Name jokes
What do you call a questioning Constanta?
Curious George.
What did Grant say? "I'm gay."
Bob is Johnny, ahgaaghahahahaha!
What did the drummer call his twin daughters?
Anna one, Anna two!
I named my cousin's parrot Michell, and then I started to call Mikey "Mikey", right? I'm starting to teach my cousin Sammy how to say "Mikey Mikey" and he says "mekiy meiky" 😆
Hana?
What do you call a very rude bird? A mockingbird.
Bianca: Mr. Doeken, even though I completed my test, you still said it was "late." Why is that?
Mr. Dowon: Bianca, for the LAST TIME, MY LAST NAME IS DOWON!
Bianca (🤨): Are you sure?
Mr. Dowon (😒): What do you need, Bianca?
Bianca: It's Bianca!
Mr. Dowon: Are you sure?
I named my dog Stone so that I can say to people that I throw stones every day.
What does the drummer call his twins? Anna 1, Anna 2.
I know I've changed my name from tj to selfish king but know it's gunna be selfishking#781.
David’s parents have three sons: Snap, Crackle, and what’s the name of the third son?
Answer: David.
I would like to tell you the name of a song I showed to my friend who had an overdose of LSD.
I see a dreamer.
My chocolate babe is calling my name, and now I'm about to get my chocolate freak on.
What do you call a bad piece of wood? Knotty.
My Son: "Mummy, why is my name Thomas?"
Me: "Because the night you were conceived, I had a train run on me."
When I was a kid, I knew a woman named Betty Pears.
She died a horrible death from Alzheimer's.
I thought a pear was a fruit, not a vegetable!
So, a man goes to church and is dipped in water three times by a Priest as he says, "From now on your name is Michael, and you will shed your sins of gambling and alcohol."
Soon after, the man heads home and rushes to the fridge to grab a can of beer. He turns on the sink and dips the beer can in the water three times while saying, "From now on you will be known as Not Alcohol."
Three sons left home, went out into the world, and each of them made a lot of money. During a reunion, they discussed the gifts they'd given to their elderly mum.
"I built a big house for our mum," said the first.
"I sent her a Mercedes, with a chauffeur," said the second.

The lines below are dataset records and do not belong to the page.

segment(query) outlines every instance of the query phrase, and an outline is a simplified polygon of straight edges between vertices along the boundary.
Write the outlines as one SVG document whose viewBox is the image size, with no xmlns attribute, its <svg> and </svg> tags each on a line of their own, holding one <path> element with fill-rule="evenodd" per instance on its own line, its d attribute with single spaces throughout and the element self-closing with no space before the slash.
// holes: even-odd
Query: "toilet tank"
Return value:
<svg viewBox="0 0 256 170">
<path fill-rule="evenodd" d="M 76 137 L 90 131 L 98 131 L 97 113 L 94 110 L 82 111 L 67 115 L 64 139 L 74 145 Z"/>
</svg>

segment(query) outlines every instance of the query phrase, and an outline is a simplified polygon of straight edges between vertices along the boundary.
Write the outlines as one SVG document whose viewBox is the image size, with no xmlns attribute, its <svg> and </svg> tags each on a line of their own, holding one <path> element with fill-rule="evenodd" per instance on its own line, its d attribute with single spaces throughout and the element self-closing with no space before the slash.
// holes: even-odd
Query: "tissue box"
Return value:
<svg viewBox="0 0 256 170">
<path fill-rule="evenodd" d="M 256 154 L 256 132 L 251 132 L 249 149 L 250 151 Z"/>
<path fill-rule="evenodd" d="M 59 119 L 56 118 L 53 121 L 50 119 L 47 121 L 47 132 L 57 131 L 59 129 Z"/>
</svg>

And the third smiled and said, "I think my gift was the best. You know how much mum enjoyed reading the Bible? And you know that her eyes aren't so good anymore? Well, I sent her a remarkable cockatoo that recites the entire Bible, both old and new testaments. It took a priest twelve years to teach him. That cockatoo is the only one in the world that can do it. All mum has to do is name the chapter and verse, and the cockatoo recites it."
A few days later, mum sent out her thankyou letters. She wrote to the first son,
"The house you built is so enormous that I only live in one room. The trouble is, I have to clean the whole house."
To the second son she said, "I'm far too old to travel anymore. I stay at home most of the time, so I've hardly used the Mercedes. In any case, the driver is so rude."
To the third son she wrote "Dearest Freddie. You have the good sense to know what your mum likes. The chicken was delicious!"
Comic: God, you're a fuckin' virgin, aren't you?!
Gerald: No! I've been 'round the block loads of times; women practically drool over me.
Comic: Yeah, and the Archbishop of Banterbury, mate. A name like Gerald, and with added 'four eyes' like them shit pair of glasses from FOUR EYED SPECCY INSTITUTION, mate, the only woman your dick has been in was when you were inside your mom's womb.